A professor in college once told me that all stories are about one of two things: somebody goes on a journey or somebody comes to town. Ron Underwood combines both story lines in his delightfully campy cult classic “Tremors” (1990).
Valentine McKee and Earl Bassett (Kevin Bacon and Fred Ward, respectively) are burned out on the drudgery of hired hand work in and around the small Nevada town of Perfection, so they load up the old pickup with everything they own and head out of town.
But not before discovering one of the local townspeople with a death grip high up on an electrical tower. Literally, a death grip. The man died of thirst.
And thus begins the realization that someone has come to town: giant, blind, sluglike creatures – deemed “graboids” – that travel underground and suck people down and eat them. That puts an end to Val and Earl’s aspirations of going on a journey since the creatures are capable of swallowing vehicles from below the surface.
“Tremors” confirmed to the newly post-Cold War America in 1990 that – much like “Invasion of the Body Snatchers” (1956) – evil can still lurk where we can’t always see it and could strike at any time. Evil, whether it’s Russia or supernatural forces, can (and most likely will) outsmart us.
Each character in “Tremors” has a dumb streak, though none thinks it. They have all spent their lives in ignorance aboveground, certain of their safety.
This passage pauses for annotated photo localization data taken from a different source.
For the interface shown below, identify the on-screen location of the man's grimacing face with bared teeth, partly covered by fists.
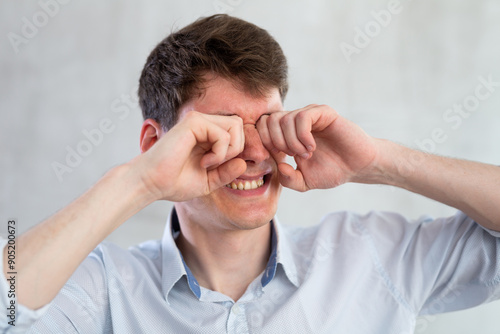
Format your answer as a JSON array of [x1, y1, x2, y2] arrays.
[[175, 77, 285, 231]]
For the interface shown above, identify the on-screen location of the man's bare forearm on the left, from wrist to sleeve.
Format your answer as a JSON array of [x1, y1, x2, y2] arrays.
[[3, 160, 152, 309]]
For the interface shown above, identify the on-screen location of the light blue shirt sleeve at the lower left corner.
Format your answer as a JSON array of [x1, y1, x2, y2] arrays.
[[0, 239, 111, 334]]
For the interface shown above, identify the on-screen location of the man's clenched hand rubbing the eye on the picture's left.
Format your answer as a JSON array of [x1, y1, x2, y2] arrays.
[[136, 111, 246, 202]]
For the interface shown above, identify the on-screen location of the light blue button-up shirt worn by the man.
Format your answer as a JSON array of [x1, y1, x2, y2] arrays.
[[0, 212, 500, 334]]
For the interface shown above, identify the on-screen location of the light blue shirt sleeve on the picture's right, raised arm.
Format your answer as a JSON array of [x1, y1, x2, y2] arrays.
[[364, 212, 500, 315]]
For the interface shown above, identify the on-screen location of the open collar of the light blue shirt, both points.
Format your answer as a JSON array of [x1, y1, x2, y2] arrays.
[[161, 208, 299, 303]]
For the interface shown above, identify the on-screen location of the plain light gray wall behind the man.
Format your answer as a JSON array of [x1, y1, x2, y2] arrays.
[[0, 0, 500, 334]]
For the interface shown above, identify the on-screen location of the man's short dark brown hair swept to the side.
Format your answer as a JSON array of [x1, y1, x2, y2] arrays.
[[139, 14, 288, 130]]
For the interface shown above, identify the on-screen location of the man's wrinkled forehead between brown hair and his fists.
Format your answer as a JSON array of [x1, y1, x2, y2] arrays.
[[179, 77, 283, 123]]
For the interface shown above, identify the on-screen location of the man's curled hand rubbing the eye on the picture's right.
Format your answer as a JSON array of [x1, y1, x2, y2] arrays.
[[257, 105, 377, 191]]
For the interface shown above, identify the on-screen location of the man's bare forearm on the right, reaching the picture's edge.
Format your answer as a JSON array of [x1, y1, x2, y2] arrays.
[[358, 140, 500, 230]]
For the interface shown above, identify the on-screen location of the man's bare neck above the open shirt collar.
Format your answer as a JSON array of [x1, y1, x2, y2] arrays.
[[176, 217, 271, 301]]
When it becomes clear that the solid ground is no longer a refuge, the characters must continually move higher and away from the graboids’ home.
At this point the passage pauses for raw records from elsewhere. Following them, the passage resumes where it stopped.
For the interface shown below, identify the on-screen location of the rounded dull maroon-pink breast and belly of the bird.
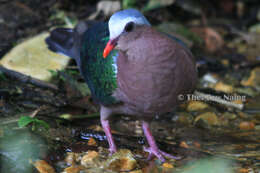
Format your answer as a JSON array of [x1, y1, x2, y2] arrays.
[[112, 27, 197, 115]]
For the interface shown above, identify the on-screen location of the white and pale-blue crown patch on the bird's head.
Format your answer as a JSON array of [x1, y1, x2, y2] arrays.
[[108, 9, 151, 40]]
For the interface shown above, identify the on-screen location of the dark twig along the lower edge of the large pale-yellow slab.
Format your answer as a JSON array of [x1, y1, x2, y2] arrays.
[[0, 65, 58, 90]]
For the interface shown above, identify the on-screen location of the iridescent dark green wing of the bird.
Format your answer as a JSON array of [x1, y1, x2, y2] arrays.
[[80, 23, 119, 105]]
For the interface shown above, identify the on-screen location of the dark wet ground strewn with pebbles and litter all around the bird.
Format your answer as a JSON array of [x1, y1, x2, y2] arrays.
[[0, 0, 260, 173]]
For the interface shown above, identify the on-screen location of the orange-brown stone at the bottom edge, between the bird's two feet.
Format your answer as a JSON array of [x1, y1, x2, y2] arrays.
[[107, 149, 137, 172]]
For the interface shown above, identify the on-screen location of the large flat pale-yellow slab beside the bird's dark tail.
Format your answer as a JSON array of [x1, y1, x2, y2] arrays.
[[0, 33, 69, 81]]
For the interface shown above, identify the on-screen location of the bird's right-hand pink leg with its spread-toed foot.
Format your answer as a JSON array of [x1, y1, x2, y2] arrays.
[[142, 121, 180, 162]]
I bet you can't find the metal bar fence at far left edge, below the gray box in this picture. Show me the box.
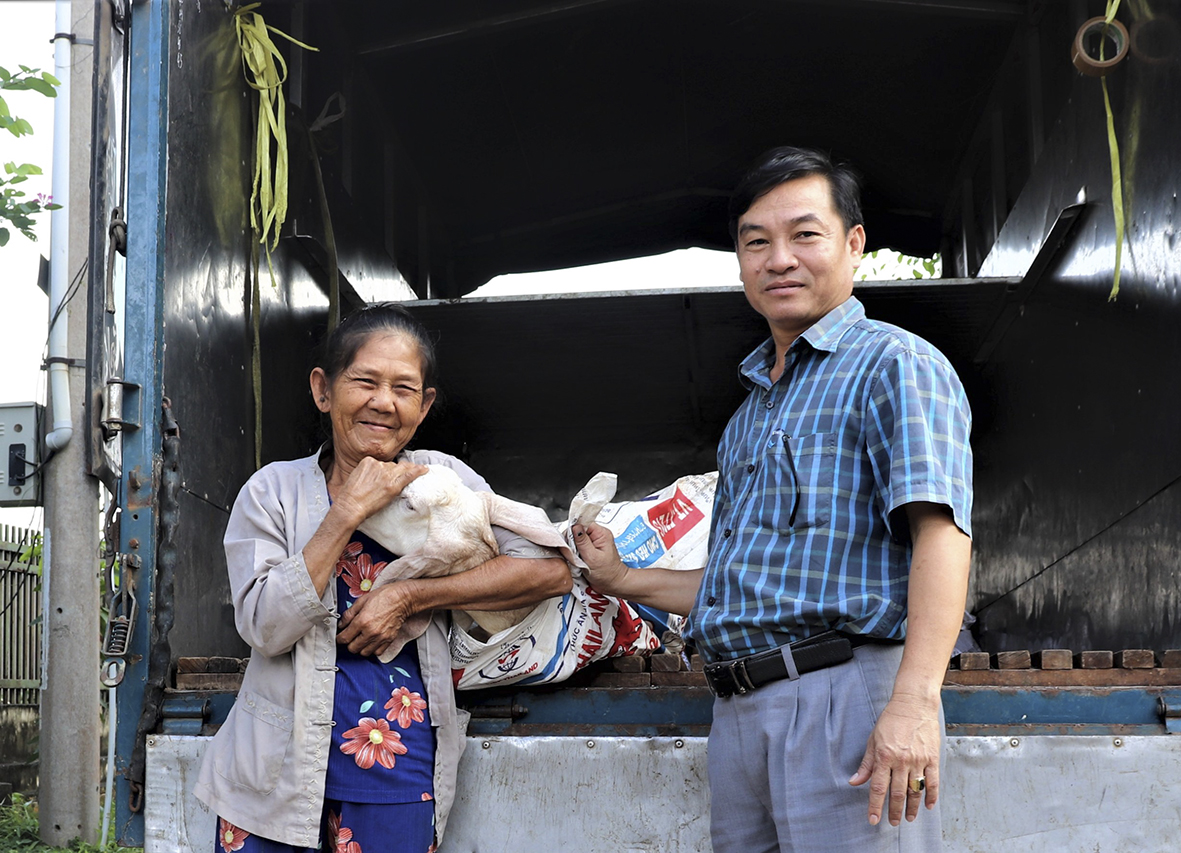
[0,525,41,708]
While I don’t know Underwood’s religious leanings, the message in “Tremors” has religious implications. The people live in a town called Perfection, though they’re each imperfect, um, Perfectionists. When evil that has lain dormant starts dominating them, they have no choice but to move toward the sky/heaven/God.
Even if you don’t believe in divinity or hell, you’ve got to admit that big, toothy slugs and Kevin Bacon with a country accent make for great entertainment.